El problema de «Roma», el film de Alfonso Cuarón, no es que, como en el neorrealismo italiano, importen más las expresiones físicas y los silencios que la trama, y que si se suprimiera el audio nada cambiaría. El problema no es la denuncia social algo anticuada porque con denuncias sociales se hacen portentos, como «Los olvidados» de Buñuel, de la que hay aquí algún eco. El problema de «Roma» no es que haya burgueses prósperos e indígenas pobres a su servicio porque con esos materiales de la vida verdadera se puede crear verdades artísticas. El problema no es que el film sea esencialmente una secuencia de planos perfectos en blanco y negro, pues así se pueden construir grandes narraciones (le oí decir una vez al cuentista peruano Julio Ramón Ribeyro que la prosa de García Márquez, a quien admiraba, era como una pared de ladrillos: una superposición de frases absolutamente perfectas).
El problema de «Roma» no es que sublime la pobreza y caricaturice a la burguesía, pues hay sensibilidad y ternura en algunos personajes burgueses, así como egoísmo y crueldad en otros de baja clase social, como el cabrón que traiciona a Cleo, la empleada doméstica que protagoniza la película. El problema no es que Cuarón escarbe en la memoria de sus heridas, es decir imágenes, de infancia (¿no es el arte en parte eso mismo?).

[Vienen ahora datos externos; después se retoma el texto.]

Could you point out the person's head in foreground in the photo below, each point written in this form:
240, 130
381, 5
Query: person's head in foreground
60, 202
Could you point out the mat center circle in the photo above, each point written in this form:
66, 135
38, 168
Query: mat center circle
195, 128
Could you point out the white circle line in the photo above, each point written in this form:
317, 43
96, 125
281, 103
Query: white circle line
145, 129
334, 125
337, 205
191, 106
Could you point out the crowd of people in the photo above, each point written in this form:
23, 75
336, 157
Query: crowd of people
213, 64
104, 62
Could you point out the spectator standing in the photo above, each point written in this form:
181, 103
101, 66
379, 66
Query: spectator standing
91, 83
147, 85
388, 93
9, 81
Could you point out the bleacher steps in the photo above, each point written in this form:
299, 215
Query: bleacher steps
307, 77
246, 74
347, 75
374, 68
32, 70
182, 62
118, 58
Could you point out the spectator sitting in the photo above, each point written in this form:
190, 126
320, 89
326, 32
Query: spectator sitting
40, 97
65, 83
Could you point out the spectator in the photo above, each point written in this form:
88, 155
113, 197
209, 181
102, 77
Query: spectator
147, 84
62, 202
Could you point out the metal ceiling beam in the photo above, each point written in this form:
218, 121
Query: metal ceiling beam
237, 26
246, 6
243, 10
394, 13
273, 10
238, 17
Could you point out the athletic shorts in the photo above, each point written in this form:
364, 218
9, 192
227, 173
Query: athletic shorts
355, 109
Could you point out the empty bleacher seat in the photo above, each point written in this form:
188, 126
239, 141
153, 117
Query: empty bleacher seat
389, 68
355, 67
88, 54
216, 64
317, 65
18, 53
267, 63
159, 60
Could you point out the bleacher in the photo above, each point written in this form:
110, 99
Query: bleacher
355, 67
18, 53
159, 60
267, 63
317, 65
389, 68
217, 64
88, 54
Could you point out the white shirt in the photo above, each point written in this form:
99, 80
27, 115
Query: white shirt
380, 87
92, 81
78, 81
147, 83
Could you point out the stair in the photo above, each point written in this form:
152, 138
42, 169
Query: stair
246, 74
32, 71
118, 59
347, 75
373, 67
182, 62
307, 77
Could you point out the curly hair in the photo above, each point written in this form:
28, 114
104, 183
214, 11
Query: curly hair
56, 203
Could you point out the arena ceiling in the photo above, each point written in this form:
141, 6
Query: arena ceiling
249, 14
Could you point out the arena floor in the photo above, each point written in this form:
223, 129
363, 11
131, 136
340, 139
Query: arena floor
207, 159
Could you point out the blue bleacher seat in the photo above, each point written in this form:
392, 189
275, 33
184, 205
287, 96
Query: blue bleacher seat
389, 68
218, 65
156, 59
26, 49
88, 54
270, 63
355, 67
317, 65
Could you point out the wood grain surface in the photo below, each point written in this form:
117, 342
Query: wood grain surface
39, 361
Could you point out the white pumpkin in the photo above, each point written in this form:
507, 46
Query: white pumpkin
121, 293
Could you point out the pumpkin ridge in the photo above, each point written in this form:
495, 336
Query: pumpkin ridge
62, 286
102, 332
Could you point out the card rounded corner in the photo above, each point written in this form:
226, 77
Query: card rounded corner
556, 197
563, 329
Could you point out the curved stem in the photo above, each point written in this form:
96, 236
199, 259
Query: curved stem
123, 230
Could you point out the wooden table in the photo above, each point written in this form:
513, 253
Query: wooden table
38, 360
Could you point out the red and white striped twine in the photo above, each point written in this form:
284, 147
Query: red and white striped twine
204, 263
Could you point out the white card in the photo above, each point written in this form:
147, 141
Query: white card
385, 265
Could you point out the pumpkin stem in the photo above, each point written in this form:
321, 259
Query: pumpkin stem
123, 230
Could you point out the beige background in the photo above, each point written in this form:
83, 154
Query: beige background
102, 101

El problema no es que la distribuya Netflix, virtud que agradecemos los espectadores; será delicioso, si le dan los varios Óscar que pronostican por ahí, ver a la industria de Hollywood, que denosta tan obsesivamente a las nuevas plataformas de distribución, caer en la contradicción definitiva de coronar al enemigo.

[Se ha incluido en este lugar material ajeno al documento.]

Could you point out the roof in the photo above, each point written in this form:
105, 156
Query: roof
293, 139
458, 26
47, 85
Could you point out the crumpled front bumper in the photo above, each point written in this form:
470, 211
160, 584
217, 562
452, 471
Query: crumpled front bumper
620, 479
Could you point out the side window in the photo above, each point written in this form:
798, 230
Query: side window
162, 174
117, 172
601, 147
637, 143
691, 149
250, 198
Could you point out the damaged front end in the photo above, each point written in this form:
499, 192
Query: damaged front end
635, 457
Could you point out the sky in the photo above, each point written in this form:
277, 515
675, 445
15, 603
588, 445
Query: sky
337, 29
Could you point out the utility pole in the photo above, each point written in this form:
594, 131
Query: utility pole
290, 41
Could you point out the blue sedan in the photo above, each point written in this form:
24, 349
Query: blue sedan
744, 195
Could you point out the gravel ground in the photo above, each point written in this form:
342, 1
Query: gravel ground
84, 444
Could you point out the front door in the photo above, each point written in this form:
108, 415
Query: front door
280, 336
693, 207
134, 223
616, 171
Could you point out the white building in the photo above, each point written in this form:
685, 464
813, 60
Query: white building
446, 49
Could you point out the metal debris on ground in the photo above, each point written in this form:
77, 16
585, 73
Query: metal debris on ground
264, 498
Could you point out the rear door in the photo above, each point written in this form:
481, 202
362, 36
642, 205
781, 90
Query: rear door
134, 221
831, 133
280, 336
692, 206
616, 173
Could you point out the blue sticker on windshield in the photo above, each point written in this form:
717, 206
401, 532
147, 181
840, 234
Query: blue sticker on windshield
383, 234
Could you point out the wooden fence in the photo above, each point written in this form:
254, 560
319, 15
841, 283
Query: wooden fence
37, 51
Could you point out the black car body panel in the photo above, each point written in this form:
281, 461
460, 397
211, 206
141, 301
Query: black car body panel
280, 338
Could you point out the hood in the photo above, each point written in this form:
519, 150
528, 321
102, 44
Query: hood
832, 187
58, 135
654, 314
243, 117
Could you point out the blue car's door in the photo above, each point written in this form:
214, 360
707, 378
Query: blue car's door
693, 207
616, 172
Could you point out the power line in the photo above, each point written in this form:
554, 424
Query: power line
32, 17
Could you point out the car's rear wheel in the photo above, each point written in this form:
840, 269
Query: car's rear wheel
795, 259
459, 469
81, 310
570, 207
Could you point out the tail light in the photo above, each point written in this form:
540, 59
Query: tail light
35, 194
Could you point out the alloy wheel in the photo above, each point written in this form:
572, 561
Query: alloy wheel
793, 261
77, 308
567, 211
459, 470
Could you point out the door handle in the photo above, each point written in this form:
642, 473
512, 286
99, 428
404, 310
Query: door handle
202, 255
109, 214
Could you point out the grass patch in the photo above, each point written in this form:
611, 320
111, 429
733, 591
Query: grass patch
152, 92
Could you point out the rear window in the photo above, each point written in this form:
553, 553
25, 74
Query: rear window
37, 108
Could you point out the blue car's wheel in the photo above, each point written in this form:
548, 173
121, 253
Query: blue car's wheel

No: el problema, el verdadero problema de «Roma» son los críticos y jurados que han decretado que es una obra maestra absoluta por razones que uno sospecha que tienen menos que ver con los méritos que con el «zeitgeist»: ese espíritu de los tiempos con el que encaja tan milimétricamente el feminismo de la película, su renuncia a los grandes presupuestos capitalistas para acaracolarse en la intimidad -es decir la «autenticidad»- del autor sin importar los circuitos cinematográficos enajenantes, su apuesta por una actriz no profesional y su aire a poesía que redime a los explotados embelleciéndolos. No tengo la menor idea de si Cuarón (o su subconsciente) pretendieron darnos una obra a la medida de los tiempos y en cualquier caso su formidable dominio de la fotografía cinematográfica nos ofrece una bonita película. Pero los apologistas bien pensantes están retorciéndolo todo a tal punto que corremos el peligro de ser estafados incluso quienes creemos que «Roma» está bien.

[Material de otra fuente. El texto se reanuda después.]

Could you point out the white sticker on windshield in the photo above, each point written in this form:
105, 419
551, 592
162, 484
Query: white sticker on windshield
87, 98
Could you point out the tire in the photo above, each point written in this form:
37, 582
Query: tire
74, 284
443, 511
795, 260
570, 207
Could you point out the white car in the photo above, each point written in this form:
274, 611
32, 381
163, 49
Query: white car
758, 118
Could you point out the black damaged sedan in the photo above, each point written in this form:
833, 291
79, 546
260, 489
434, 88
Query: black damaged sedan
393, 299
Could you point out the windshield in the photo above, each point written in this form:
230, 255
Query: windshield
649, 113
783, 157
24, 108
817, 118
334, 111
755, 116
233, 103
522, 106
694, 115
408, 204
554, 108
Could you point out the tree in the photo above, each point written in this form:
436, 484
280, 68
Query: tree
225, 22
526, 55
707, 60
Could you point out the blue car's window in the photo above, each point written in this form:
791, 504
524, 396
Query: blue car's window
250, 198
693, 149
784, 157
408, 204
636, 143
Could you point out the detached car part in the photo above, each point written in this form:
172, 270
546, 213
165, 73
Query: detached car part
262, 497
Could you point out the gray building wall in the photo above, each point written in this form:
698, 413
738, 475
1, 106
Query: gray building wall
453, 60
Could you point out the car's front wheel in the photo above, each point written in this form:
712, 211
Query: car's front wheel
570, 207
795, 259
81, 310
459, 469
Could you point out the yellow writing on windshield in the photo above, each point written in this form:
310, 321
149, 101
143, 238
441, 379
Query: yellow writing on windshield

Las obras maestras tienen algunas particularidades que «Roma» no comparte con ellas. Quizá la primera es que sobreviven en nosotros mucho después de leerlas o verlas. «Roma» y sus bellos planos en blanco y negro se desvanecen apenas termina el film porque hay en ellos más estética que profundidad. Una segunda particularidad de las obras maestras es que el todo suma más que las partes; en «Roma» la bella secuencia de planos se agota en sí misma. Una tercera es haber pasado la prueba del tiempo. Es pronto para saber si «Roma» la pasará, pero dudo que en el futuro sea ampliamente considerada superior a «Y tu mamá también» o «Children of Men».
Sospecho que Alfonso Cuarón verá con distancia irónica la hagiográfica recepción de su película. Al cineasta le sobra humor (como lo demuestra la escena con el instructor de artes marciales) y proviene de un país excesivo que contribuyó imperecederamente al melodrama del siglo XX, pero al que con frecuencia mira desde afuera.